LA VIDA SALUDABLE. LA PAZ INTERIOR. LA BELLEZA.
La perfecta armonía de estos tres conceptos, son el origen del método para el cuidado de la piel recomendado por PURITAS.
La piel es el órgano que más rápido manifiesta las consecuencias de nuestro estado físico y mental. A veces también hace aflorar indicadores precisos de problemas fisicos internos.

LA VIDA SALUDABLE

LA ALIMENTACIÓN
Una mala alimentación, puede llevarnos a mostrar un aspecto poco saludable de nuestra piel, por el contrario, una dieta equilibrada se traducirá en una piel luminosa y sana.

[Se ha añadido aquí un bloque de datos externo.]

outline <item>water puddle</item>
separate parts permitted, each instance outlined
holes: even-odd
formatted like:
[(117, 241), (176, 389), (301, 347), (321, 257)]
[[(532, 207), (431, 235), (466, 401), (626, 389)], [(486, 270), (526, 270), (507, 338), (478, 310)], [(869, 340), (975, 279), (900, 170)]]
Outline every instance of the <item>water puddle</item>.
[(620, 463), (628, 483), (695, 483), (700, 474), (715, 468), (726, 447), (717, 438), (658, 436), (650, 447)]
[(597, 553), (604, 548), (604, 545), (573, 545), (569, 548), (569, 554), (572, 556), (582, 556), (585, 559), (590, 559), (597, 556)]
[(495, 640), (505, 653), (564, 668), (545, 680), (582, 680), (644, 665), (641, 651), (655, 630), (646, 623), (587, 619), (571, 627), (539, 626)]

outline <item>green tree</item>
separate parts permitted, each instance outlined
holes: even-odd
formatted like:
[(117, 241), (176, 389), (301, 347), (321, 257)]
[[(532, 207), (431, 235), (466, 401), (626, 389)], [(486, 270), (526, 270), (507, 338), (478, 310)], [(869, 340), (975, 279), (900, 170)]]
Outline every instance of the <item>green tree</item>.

Estudios científicos demuestran que hay una conexión directa entre una buena salud digestiva y la salud de la piel. Las dietas ricas en antioxidantes, vitaminas, proteínas y grasas saludables ayudan a la regeneración celular.

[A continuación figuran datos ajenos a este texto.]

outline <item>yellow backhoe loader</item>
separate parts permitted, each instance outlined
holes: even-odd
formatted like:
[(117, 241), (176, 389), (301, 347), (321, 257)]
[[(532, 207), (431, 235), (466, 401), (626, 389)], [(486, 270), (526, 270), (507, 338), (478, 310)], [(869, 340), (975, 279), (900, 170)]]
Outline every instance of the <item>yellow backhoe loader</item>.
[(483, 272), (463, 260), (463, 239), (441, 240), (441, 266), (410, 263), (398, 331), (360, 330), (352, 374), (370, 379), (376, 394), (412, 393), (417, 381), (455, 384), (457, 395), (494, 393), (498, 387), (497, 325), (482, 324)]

Las verduras aportan hierro, ácidos grasos omega-4 y vitaminas A, B y E que fortalecen el sistema inmunitario.
Los frutos secos y las semillas proporcionan al organismo un gran contenido de omega-3, vitaminas A, B y E, grasas monoinsaturadas y antioxidantes y como consecuencia la piel gana en hidratación, elasticidad, regeneración celular y protección contra los radicales libres.
Las frutas ofrecen un gran aporte de agua, altos niveles de vitaminas A y C y poderosos antioxidantes que cargan la piel de nutrientes, promueven la producción de colágeno y a ayudan a mantener una piel hidratada, protegida, flexible y firme.

EL EJERCICIO FÍSICO
Oxigenación de la piel. El ejercicio físico contribuye a activar la circulación sanguínea favoreciendo la llegada de nutrientes y oxígeno a cada parte del cuerpo y por consiguiente todo ello se traduce en un mejor color, en una textura más suave, sana, y con menor riesgo de sufrir problemas cutáneos.

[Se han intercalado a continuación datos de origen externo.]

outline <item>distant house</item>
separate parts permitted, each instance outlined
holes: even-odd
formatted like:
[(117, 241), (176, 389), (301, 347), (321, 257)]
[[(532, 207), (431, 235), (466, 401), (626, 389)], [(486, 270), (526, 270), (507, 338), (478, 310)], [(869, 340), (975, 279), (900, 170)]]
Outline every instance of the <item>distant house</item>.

Reducir y evitar las arrugas. El ejercicio regular hace que llegue más oxígeno a la piel aumentando las probabilidades de contrarrestar los efectos negativos del envejecimiento y de mantener la piel hidratada. Asimismo, la circulación no sólo oxigena, sino trae nutrientes a nuestra piel y se lleva toxinas que pueden ser causantes de infecciones cutáneas o simplemente, de un aspecto poco sano y estético.
Exfoliación natural.  Cuando practicamos ejercicio físico, no sólo garantizamos a la piel una mayor oxigenación, sino que con el sudor también eliminamos células muertas, suciedad e impurezas, sirviendo a la piel como exfoliación natural.
Menos riesgo de sufrir acné. Con la sudación, los poros se liberan, permitiendo la eliminación de toxinas y otras sustancias. Tomar una ducha templada después del ejercicio, arrastrará eficazmente la suciedad que ha extraído el sudor de nuestros poros.
Más tonicidad y firmeza a la piel.  Junto con el movimiento se renuevan, se fortalecen o regeneran estructuras de la piel, ayudando a renovar el colágeno y la elastina y reduciendo el riesgo de sufrir flaccidez o arrugas.